The cause of the disaster has not yet been definitely ascertained. The engineer was too much injured to give any account of the affair, but it was generally rumored around the scene of the calamity that at the moment of the explosion he was carrying sixty pounds of steam. The boiler was tested in August last, and was licensed to carry seventy pounds, so that he seems to have been close upon his maximum. The boiler was a small one of ordinary locomotive construction, and had been used for some time.
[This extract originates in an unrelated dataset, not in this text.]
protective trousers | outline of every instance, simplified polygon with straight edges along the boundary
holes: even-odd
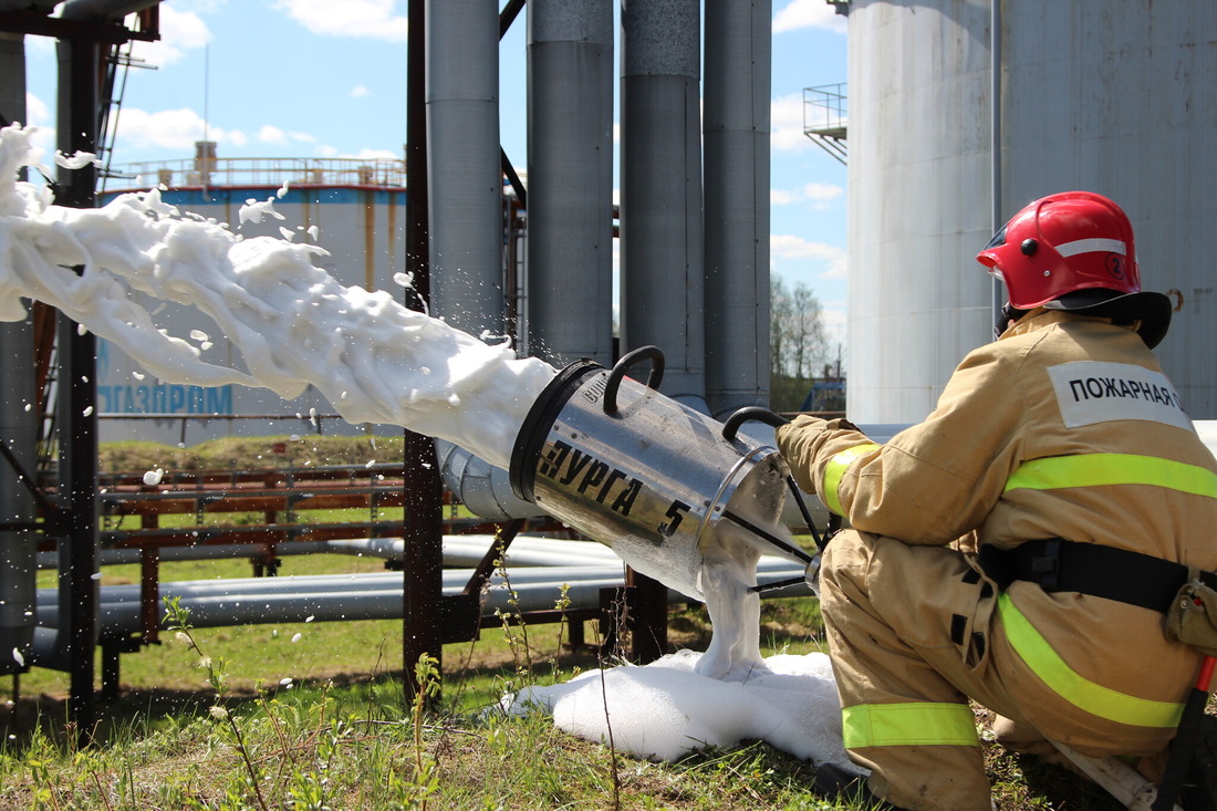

There will be a thorough official investigation of the catastrophe.
The New York Times, New York, NY 15 Feb 1870
The Boiler Explosion Disaster – Death of One of the Victims.
William Wright, the young man who was hurled into the air and terribly scalded on Monday afternoon, by the explosion of a boiler in the paper hanging manufactory of A. J. DECKER, No. 815 West Thirty-third-street, died yesterday morning at the Mount Sinai Hospital from the injuries sustained. The Coroner’s office was at once notified and Coroner KEENAN gave permission for the removal of the remains from the hospital to the residence of his father, Sergeant WRIGHT, of the Nineteenth Precinct Police, at No. 213 East Thirty-sixth-street. Coroner FLYNN has assumed jurisdiction in the case, and will grant the necessary certification of death, after his jury has viewed the body. The examination of witnesses will not take place for several days, as the question regarding the cause of the explosion is an important one. The other victims of this terrible disaster, John DONNELLY and Geo. HUSSEY, now lying at No. 504 West Thirty-third-street, and Bellevue Hospital, are understood to be progressing favorably, though they are in a very critical condition.